Wednesday, April 2, 2025

Alexei Tolstoy’s Aelita

Alexei Tolstoy’s celebrated Soviet science fiction novel Aelita was published in 1923.

Alexei Tolstoy (1883-1945) was a distant relative of the more famous Count Leo Tolstoy, writer of War and Peace. Alexei Tolstoy was quite an interesting character. He was born In Russia and lived for a time in Germany and in France. He returned to Russia in 1909.

He opposed the Bolshevik Revolution and went into exile. By 1923 he was back in Russia. Under the Soviet regime Tolstoy was lionised and lived like a millionaire. Reading between the lines of Aelita one gets the impression that he regarded revolutionaries with a certain amount of scepticism.

Aelita opens with an eccentric amateur scientist named Los who has constructed an egg-shaped spacecraft. He believes it can reach Mars. He persuades a soldier named Gusev to accompany him.

Mars turns out to be inhabited, by people who seem rather human. Mars has been home to a number of civilisations. The histories of Mars and Earth were at one time intimately linked, thanks to an event that occurred when the terrestrial civilisation of Atlantis was destroyed. There is a good reason that the Martians are so human-like.

Martian civilisation is fairly advanced. They have airships (which are always cool) and they have televisual communication. They also have what appears to be a kind of anticipation of nuclear power.

The Martians are reasonably friendly towards their two visitors from Earth, on the surface at least. In fact they’re suspicious. Mars has seen disastrous wars in the past. Once again Martian civilisation seems to have entered an era of instability. The two Earth men will be caught up in the turmoil, and Gusev will contribute to that turmoil.
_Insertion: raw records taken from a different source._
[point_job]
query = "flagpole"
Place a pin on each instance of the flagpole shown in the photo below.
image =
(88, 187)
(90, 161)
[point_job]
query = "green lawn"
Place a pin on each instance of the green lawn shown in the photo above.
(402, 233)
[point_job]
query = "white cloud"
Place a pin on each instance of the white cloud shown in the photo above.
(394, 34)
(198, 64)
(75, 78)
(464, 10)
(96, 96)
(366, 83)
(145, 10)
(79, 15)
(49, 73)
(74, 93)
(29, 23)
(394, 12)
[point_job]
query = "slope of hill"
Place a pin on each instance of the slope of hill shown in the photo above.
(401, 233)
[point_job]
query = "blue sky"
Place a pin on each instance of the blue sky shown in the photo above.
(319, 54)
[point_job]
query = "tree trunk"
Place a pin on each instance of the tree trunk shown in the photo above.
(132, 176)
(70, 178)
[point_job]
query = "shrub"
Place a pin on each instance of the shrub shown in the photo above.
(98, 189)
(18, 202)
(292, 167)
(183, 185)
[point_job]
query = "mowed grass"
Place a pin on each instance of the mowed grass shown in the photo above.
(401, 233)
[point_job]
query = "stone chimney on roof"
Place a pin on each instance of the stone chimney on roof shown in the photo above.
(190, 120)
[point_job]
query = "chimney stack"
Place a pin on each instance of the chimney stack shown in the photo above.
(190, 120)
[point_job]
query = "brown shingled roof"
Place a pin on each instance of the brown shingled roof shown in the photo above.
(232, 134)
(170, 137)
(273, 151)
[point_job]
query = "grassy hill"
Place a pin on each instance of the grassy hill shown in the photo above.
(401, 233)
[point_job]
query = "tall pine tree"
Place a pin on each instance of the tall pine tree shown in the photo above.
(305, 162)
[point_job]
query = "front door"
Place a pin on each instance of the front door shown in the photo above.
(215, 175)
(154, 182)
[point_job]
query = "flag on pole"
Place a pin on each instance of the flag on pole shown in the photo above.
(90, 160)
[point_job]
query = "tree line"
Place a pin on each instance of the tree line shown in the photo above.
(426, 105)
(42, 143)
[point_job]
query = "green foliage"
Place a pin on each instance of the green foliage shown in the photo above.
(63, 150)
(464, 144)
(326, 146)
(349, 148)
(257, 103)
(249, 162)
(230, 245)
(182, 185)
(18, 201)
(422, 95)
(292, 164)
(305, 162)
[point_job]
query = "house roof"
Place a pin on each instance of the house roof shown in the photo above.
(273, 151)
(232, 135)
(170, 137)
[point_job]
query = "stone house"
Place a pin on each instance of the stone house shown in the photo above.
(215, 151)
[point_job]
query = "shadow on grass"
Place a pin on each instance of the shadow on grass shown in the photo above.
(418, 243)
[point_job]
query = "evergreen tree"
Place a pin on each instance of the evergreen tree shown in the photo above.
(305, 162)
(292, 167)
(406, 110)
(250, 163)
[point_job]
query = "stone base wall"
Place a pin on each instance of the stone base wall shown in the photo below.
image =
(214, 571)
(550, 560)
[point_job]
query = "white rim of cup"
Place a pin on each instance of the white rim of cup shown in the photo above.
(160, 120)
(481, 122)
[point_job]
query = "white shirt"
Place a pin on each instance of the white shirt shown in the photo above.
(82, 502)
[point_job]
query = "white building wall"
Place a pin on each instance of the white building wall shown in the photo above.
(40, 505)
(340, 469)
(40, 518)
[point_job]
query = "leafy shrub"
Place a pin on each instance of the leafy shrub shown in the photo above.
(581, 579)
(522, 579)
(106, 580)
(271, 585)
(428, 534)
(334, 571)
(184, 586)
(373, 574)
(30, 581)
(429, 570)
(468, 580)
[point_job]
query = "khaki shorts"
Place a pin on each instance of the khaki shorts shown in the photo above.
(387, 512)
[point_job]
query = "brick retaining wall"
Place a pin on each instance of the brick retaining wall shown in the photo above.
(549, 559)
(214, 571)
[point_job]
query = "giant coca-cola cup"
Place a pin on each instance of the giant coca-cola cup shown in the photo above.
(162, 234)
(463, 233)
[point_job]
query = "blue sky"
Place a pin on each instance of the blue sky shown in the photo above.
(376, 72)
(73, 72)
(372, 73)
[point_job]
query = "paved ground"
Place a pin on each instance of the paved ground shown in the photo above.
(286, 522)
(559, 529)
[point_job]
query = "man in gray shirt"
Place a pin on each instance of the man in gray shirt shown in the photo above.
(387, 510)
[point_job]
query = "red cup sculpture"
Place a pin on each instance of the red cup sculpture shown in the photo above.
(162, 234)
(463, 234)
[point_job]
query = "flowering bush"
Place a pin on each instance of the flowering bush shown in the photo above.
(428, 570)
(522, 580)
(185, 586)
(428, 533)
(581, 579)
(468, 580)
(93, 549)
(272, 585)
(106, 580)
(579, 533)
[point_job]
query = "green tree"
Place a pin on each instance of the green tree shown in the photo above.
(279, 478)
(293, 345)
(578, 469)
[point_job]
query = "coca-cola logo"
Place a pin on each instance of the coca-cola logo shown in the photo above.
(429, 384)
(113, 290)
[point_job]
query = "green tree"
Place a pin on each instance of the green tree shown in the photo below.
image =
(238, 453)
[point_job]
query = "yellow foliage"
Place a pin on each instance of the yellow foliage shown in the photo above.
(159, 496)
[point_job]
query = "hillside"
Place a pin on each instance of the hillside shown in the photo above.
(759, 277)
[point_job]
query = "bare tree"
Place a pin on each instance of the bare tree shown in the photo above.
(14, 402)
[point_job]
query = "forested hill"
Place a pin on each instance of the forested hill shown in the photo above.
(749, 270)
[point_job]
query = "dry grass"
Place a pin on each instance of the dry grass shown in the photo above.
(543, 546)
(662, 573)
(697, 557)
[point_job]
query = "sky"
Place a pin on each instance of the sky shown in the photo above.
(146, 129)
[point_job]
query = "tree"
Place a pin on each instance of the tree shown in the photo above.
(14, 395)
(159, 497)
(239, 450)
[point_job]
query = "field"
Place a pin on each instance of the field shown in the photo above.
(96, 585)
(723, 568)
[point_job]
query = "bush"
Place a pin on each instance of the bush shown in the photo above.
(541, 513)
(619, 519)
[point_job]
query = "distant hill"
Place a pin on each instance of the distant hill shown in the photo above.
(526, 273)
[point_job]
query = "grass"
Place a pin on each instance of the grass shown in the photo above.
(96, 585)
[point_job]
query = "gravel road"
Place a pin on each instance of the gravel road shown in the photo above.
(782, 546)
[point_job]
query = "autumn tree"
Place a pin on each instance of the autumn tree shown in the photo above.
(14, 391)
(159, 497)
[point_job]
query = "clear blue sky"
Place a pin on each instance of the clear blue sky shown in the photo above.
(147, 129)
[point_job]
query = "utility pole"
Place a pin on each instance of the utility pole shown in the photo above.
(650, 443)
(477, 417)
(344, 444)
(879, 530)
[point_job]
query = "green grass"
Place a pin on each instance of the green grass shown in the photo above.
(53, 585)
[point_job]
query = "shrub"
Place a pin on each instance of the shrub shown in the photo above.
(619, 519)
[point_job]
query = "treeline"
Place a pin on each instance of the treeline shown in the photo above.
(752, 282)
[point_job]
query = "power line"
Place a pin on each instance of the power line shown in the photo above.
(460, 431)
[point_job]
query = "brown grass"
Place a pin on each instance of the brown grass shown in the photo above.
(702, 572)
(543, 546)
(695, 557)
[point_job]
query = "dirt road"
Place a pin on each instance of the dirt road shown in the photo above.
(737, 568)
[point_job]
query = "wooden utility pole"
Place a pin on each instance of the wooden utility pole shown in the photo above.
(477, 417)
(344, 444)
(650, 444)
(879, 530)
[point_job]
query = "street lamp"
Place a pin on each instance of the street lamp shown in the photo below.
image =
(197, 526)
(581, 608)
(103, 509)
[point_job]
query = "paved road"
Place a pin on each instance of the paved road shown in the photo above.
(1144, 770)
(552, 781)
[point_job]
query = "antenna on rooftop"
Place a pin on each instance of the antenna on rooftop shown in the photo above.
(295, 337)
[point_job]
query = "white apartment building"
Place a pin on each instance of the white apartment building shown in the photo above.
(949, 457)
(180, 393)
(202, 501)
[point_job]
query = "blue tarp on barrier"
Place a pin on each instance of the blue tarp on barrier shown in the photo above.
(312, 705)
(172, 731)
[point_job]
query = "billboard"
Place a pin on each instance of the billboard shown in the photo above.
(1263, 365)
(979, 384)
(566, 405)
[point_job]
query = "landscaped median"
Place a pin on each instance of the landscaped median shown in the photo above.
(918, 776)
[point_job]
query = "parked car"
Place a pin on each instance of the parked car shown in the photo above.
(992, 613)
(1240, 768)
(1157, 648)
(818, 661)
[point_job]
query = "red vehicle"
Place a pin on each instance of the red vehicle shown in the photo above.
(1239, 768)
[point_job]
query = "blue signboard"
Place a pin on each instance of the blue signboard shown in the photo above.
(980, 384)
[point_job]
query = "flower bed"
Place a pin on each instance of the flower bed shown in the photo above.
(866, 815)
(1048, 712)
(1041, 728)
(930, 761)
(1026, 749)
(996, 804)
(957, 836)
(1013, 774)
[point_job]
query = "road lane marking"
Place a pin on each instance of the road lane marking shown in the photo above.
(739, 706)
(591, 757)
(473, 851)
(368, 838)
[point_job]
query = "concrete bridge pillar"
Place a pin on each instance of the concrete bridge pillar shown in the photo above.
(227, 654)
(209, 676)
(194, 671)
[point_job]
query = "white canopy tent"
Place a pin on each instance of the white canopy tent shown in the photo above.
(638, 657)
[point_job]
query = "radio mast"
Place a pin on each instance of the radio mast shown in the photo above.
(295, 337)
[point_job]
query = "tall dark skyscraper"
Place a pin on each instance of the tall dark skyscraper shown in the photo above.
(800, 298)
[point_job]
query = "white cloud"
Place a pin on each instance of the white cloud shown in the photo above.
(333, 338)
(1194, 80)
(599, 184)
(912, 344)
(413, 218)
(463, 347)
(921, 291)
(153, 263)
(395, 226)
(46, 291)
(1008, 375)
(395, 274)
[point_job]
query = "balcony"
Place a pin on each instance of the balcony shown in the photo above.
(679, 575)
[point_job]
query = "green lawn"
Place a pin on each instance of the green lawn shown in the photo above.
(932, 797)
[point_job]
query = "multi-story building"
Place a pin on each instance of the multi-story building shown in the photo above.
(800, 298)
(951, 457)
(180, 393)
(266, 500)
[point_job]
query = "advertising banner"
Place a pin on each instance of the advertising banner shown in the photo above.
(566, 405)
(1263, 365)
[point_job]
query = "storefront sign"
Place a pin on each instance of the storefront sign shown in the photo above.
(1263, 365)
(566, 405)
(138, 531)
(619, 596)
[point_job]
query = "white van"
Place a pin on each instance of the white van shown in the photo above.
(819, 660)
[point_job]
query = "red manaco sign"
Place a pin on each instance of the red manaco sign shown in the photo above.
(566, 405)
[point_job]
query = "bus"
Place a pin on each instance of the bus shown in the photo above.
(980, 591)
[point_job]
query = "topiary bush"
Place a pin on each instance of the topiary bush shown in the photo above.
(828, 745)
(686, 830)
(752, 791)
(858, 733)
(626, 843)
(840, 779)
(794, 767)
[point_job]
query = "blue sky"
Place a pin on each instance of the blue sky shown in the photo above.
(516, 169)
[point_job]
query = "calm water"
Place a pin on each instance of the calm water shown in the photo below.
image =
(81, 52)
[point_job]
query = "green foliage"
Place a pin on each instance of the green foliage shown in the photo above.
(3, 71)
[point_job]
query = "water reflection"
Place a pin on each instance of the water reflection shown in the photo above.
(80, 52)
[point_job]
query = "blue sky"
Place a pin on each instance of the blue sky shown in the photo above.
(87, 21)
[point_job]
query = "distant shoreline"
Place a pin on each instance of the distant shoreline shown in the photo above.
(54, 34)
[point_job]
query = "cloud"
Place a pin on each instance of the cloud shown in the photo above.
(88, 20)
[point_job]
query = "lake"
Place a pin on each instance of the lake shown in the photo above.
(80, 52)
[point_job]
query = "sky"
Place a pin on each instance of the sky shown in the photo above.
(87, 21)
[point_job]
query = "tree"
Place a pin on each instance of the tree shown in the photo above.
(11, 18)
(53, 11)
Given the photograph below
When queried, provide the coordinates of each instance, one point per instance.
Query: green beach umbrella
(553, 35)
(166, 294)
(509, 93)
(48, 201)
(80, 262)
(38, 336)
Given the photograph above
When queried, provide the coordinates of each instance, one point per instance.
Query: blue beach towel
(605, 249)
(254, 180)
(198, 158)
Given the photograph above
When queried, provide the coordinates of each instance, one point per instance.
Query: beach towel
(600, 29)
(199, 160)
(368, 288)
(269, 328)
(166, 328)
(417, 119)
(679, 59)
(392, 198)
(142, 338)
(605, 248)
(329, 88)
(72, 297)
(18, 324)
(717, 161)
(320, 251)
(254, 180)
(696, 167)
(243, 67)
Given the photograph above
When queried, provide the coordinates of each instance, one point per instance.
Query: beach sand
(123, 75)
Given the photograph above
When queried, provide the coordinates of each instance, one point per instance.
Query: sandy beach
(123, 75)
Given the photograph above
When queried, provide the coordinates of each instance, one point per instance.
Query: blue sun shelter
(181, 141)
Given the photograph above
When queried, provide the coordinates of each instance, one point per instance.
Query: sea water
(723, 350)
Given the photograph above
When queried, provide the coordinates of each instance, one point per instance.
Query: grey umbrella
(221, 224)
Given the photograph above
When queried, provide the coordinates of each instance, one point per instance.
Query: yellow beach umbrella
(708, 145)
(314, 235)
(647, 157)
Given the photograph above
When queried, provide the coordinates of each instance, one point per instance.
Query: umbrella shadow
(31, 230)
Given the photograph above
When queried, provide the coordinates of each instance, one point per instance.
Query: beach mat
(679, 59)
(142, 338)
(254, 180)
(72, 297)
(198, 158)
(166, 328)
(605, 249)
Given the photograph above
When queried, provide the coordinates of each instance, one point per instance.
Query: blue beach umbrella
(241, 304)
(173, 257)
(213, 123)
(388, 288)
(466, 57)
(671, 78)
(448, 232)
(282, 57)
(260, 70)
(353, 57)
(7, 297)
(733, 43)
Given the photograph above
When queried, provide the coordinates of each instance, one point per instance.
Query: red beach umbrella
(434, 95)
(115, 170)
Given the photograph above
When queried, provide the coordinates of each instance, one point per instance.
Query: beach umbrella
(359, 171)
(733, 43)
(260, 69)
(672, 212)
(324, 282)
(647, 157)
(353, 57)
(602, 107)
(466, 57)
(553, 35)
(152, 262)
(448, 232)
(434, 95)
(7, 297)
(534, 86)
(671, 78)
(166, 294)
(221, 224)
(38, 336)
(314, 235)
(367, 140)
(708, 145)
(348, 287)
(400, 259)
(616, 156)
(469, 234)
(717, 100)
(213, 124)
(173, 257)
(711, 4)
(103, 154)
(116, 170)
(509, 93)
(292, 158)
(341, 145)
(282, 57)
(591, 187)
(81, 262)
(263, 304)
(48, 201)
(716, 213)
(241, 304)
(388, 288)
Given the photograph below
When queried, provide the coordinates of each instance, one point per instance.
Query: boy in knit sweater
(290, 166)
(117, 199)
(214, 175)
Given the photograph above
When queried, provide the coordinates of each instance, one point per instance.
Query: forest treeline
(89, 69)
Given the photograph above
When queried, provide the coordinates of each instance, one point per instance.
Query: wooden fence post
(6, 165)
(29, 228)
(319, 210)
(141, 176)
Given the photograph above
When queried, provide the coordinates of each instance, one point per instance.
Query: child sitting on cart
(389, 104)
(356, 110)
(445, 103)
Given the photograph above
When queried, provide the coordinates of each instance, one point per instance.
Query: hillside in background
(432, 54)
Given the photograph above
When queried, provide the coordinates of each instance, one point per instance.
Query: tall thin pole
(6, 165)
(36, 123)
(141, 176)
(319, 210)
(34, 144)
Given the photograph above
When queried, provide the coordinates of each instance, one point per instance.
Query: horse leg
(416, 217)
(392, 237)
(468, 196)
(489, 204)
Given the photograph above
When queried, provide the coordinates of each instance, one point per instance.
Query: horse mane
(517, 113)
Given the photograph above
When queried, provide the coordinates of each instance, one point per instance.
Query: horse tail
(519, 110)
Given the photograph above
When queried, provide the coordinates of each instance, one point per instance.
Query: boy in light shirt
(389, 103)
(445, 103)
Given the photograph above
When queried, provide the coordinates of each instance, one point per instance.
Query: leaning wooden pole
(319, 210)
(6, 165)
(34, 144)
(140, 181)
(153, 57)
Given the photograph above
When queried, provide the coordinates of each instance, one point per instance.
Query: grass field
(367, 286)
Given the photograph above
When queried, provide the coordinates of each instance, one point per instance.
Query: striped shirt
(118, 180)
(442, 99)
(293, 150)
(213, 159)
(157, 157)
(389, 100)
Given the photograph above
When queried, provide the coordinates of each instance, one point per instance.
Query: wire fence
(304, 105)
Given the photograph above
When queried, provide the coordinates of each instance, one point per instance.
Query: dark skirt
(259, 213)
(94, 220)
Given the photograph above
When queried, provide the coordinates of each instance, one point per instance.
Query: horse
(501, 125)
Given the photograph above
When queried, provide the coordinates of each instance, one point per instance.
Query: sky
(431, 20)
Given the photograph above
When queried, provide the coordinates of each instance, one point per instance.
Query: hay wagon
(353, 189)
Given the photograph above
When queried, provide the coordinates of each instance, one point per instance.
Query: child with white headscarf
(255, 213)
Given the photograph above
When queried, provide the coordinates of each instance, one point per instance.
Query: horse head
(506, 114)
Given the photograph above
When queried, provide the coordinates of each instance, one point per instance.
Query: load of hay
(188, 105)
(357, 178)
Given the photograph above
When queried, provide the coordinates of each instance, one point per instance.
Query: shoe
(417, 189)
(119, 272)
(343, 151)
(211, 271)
Gusev dreams of leading a socialist revolution on Mars. Like so many revolutions it will end in slaughter and widespread destruction.

One of the factors impelling Los to build his spacecraft was his loneliness and despair after his beloved wife’s death. On Mars he thinks he has once again found love, in the person of Aelita. She is the daughter of the Chief Engineer (the effective ruler of the Martian civilisation).

Los has a slightly mystical and rather pessimistic outlook on life. Gusev thinks the revolution will usher in a golden age.

There are plots and counter-plots, revolutions and counter-revolutions.

You might be put off reading this book, assuming that it’s going to be heavy on Soviet propaganda (Tolstoy was later to be very much in favour with Stalin) or that there’s going to be a lot of socialist utopianism. That isn’t really the case. There’s a certain degree of cynicism in this novel on the subject of political solutions. Revolutions just lead to chaos and suffering.

The novel also does not reflect a view of history as an inevitable progression towards a socialist promised land. In fact it reflects a very dark and pessimistic view of history as an endless cycle of violence and destruction.

Gusev has political enthusiasms but Los just wants to find love. Love is the only thing that ever brought him happiness. There is very definitely a love story at the heart of this book.

There’s some wild and intriguing alternative history going back 20,000 years or so into the pasts of both Earth and Mars. We get a detailed history of Atlantis.

It’s fast-moving and action-packed.

Aelita is a must-read for anyone with an interest in the history of science fiction, and it’s rather entertaining as well. Recommended.

The 1924 film adaptation is also regarded as a classic, although in my view t's a flawed classic.